Halfway up, where the cable car normally stops for a change of gondola, you can take advantage and visit the Alpinia Gardens before continuing to the summit.
The adventurous will also find the 1.2-kilometer bob-slide on the top an exciting activity to top off their visit to the summit.
Picturesque Laveno-Mombello is yet another town in Lake Maggiore that is worth adding to your itinerary, particularly for two attractions.
Firstly, the impressive Hermitage of Santa Caterina del Sasso which was built in the 13th century catches your eye when coming by boat. Sitting on the steep rock side, there are 80 steps to reach it if you disembark by boat. You can also drive there, which will leave you on the top of 240 steps leading down to the hermitage – or you can ride the elevator. Note that the complex is only open in the morning.
The other attraction of Laveno-Mombello is the unique open-air “bucket gondola” taking you up to Sasso del Ferro where you get spoiled by yet another epic view of the lake.
-Getting to Laveno-Mombello from Milan: There are hourly trains from Milan Cadorna to Laveno-Mombello Lago, taking approximately 1 hour 40.
One of the best things to do on Lake Maggiore is to wander the cobblestoned streets of Luino where you will come by traditional markets. It is the birthplace of Piero Chiara and there is even a street in the town named after the writer.
Luino is famed for its emblematic pastel-colored houses and cute cafés and restaurants and makes for the perfect place to grab lunch while touring Lake Maggiore.
If you plan on exploring the Swiss part of the lake, Luino is the natural stop close to the border.
-Getting to Luino from Milan: There are a couple of direct trains a day from Milan Porta Garibaldi to Luino, taking 1 hour 40. Otherwise you’ll have to change trains in Gallarate, adding about 15/20 minutes to your journey time.

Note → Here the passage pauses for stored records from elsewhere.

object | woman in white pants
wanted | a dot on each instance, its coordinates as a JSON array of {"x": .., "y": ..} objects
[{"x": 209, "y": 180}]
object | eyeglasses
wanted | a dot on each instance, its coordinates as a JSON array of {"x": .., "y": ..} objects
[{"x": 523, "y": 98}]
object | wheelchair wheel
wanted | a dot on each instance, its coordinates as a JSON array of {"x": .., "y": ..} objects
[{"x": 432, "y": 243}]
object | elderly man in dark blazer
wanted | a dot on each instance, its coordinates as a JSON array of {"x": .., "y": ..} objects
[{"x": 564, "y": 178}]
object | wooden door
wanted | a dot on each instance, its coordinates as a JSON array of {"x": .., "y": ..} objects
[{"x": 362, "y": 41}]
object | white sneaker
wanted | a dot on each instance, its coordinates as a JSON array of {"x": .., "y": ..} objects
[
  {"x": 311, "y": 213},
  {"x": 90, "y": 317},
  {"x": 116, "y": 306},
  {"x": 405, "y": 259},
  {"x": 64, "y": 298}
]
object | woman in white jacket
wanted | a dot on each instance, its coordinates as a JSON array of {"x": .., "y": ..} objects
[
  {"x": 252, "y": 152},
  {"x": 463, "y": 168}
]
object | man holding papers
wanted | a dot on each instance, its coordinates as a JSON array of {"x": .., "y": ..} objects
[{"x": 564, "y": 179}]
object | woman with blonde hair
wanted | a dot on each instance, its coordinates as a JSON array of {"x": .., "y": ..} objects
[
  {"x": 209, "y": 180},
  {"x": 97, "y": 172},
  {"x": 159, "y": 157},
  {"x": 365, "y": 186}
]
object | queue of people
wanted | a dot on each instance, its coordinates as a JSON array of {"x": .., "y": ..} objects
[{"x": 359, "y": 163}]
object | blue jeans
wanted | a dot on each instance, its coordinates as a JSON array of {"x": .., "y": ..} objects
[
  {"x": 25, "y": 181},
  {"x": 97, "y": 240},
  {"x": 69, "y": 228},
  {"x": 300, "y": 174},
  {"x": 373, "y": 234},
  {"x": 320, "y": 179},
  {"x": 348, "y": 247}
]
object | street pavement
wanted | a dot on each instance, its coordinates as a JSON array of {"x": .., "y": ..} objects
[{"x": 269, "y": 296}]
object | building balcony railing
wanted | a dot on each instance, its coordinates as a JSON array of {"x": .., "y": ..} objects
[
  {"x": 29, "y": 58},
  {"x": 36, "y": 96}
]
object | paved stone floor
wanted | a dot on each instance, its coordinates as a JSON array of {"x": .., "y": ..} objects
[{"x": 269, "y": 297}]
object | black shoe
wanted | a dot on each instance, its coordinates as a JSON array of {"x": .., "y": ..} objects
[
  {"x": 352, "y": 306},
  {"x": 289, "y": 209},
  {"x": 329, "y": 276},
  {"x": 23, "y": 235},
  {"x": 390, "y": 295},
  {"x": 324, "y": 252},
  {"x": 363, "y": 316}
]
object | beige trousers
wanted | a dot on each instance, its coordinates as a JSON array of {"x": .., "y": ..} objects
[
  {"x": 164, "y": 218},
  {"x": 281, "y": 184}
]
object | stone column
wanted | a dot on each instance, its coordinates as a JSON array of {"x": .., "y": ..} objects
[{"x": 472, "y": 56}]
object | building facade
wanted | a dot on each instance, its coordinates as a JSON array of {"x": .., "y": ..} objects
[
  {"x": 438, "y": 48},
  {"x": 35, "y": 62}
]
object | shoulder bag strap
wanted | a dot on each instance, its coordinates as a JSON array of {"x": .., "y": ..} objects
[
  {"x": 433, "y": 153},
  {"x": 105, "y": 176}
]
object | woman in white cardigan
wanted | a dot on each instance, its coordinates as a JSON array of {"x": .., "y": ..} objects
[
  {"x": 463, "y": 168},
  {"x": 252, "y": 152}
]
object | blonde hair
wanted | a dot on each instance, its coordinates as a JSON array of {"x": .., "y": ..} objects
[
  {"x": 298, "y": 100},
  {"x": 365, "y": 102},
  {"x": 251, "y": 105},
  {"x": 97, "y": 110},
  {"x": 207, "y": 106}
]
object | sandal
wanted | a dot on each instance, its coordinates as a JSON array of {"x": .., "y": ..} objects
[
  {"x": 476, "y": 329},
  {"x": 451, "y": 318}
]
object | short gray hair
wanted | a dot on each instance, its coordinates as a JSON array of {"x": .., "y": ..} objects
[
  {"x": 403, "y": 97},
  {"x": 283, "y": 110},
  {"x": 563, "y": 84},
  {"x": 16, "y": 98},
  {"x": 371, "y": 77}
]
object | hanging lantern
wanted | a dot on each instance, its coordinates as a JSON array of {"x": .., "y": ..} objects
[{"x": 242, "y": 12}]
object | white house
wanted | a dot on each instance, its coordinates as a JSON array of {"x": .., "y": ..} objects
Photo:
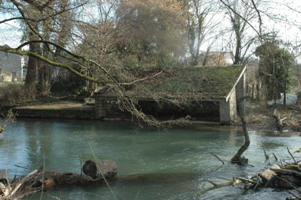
[{"x": 12, "y": 67}]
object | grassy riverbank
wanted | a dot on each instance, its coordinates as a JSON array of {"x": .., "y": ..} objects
[{"x": 259, "y": 116}]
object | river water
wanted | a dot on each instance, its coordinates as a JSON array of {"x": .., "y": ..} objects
[{"x": 152, "y": 163}]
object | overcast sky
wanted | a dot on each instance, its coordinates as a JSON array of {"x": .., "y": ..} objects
[{"x": 286, "y": 15}]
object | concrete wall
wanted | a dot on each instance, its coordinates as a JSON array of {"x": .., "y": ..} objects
[{"x": 10, "y": 64}]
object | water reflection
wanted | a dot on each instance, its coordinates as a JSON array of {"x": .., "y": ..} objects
[{"x": 152, "y": 164}]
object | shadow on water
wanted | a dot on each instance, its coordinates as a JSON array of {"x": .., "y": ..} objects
[{"x": 152, "y": 164}]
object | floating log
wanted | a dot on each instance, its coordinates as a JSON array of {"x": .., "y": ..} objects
[
  {"x": 40, "y": 179},
  {"x": 268, "y": 176},
  {"x": 100, "y": 168}
]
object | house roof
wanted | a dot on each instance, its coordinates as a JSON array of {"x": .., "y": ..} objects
[{"x": 213, "y": 82}]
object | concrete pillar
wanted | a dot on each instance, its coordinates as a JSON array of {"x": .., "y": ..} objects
[
  {"x": 101, "y": 108},
  {"x": 228, "y": 109},
  {"x": 241, "y": 90},
  {"x": 224, "y": 112}
]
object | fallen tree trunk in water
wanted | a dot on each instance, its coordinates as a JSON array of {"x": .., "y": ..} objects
[
  {"x": 287, "y": 177},
  {"x": 39, "y": 180},
  {"x": 99, "y": 169}
]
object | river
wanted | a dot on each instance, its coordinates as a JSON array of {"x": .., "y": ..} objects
[{"x": 152, "y": 163}]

The quintessential town of Angera is mainly known for its hilltop castle, Rocca Borromeo di Angera. The castle complex includes structures from the 11th to the 17th centuries and splendid gardens.
Walk through opulent rooms decorated with exquisite paintings and frescoes. And do not miss out on the Doll and Toy Museum which also finds its place inside.

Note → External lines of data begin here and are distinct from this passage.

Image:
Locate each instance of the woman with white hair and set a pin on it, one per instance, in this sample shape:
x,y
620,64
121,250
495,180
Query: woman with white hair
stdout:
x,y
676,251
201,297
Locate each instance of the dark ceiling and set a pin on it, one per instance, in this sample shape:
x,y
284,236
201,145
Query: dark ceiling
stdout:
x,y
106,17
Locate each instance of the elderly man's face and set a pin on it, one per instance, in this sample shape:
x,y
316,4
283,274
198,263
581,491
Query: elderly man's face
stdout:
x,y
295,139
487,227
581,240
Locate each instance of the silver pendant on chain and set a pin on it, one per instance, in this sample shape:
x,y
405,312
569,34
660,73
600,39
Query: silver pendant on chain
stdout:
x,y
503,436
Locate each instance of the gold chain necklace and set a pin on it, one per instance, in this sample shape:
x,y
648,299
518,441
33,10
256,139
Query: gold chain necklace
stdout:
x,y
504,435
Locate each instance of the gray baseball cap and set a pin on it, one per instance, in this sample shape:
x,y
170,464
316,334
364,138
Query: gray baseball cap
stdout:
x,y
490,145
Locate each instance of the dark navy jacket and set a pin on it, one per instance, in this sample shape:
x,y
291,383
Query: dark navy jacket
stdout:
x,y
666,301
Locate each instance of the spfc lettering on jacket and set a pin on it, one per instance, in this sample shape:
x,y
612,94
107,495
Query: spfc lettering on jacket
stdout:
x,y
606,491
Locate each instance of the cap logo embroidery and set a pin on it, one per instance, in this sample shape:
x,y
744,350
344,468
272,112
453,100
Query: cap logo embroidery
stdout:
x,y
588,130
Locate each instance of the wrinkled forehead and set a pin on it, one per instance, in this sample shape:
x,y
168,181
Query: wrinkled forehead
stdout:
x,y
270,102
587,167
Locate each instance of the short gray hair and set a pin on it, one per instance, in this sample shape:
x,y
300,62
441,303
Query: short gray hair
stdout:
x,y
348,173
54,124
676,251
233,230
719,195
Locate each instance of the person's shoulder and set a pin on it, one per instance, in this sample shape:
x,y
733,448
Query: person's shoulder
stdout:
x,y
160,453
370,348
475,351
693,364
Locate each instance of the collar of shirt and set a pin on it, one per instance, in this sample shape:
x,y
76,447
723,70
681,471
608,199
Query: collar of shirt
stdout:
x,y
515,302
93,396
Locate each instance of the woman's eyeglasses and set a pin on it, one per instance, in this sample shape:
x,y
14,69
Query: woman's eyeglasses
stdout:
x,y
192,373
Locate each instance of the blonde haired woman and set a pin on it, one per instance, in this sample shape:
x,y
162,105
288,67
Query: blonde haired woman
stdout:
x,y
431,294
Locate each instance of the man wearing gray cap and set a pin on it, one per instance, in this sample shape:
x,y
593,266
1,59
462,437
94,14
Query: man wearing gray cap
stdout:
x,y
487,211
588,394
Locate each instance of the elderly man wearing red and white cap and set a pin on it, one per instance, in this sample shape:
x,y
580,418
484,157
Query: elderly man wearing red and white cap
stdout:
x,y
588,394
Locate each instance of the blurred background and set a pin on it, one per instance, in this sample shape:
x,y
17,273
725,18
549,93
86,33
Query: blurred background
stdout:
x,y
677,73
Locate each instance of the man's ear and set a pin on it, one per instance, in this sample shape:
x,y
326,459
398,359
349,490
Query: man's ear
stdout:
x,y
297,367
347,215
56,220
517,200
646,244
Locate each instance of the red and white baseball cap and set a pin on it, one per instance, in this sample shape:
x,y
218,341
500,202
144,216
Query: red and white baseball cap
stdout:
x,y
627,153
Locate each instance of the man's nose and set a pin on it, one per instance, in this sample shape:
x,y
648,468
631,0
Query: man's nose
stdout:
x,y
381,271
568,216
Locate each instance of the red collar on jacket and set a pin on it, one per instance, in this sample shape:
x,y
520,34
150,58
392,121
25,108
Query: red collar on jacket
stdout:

-Getting to Angera from Milan: First you’ll have to take a train to Sesto Calende – there are hourly departures from Milano Centrale and Milano Porta Garibaldi stations. At Sesto Calende, you can take a taxi or bus to Taino-Angera, just 10 km away.
Ascona is an enchanting town on the Swiss side of Lake Maggiore, recognized by its colorful houses lining the lakefront and often referred to as “The Pearl of Lake Maggiore”.
Other than strolling along the romantic promenade, Ascona is a wonderful place to do holiday shopping. In the narrow cobblestoned streets in the old town, you will find all sorts of shops.
From Ascona, you can also take a boat to discover the Brissago Islands. Of particular interest is the colorful Botanical Gardens of Ticino where more than 1700 plant species from across the world make out one of the most romanticized gardens in Lake Maggiore.
Locarno is also on the Swiss side of the lake, famous for its Film Festival that takes place every August, and popular for its delightful microclimate. There are plenty of things to do in this enchanting town where narrow cobblestoned streets lined with pastel-colored houses take you to animated squares.
Visit the 12th-century Visconteo Castle, stroll through the romantic and colorful Parco delle Camelie, and hop on the funicular to the Sanctuary of the Madonna del Sasso which is a popular pilgrimage site. From there, you will also be rewarded with sweeping views of Locarno and the lake.
-Getting to Locarno from Milan: There are direct trains between Milano Centrale and Locarno every two hours, taking 1 hour 50 in total. Alternatively, you’ll have to catch a train to Lugano and switch to a Locarno-bound train. If you love scenic train journeys, you can travel between Domodossola and Locarno along the Ferrovia Centovalli, a popular journey in autumn and winter and one of the best things to do in Italy in November! Just book ahead as trains sell out in advance.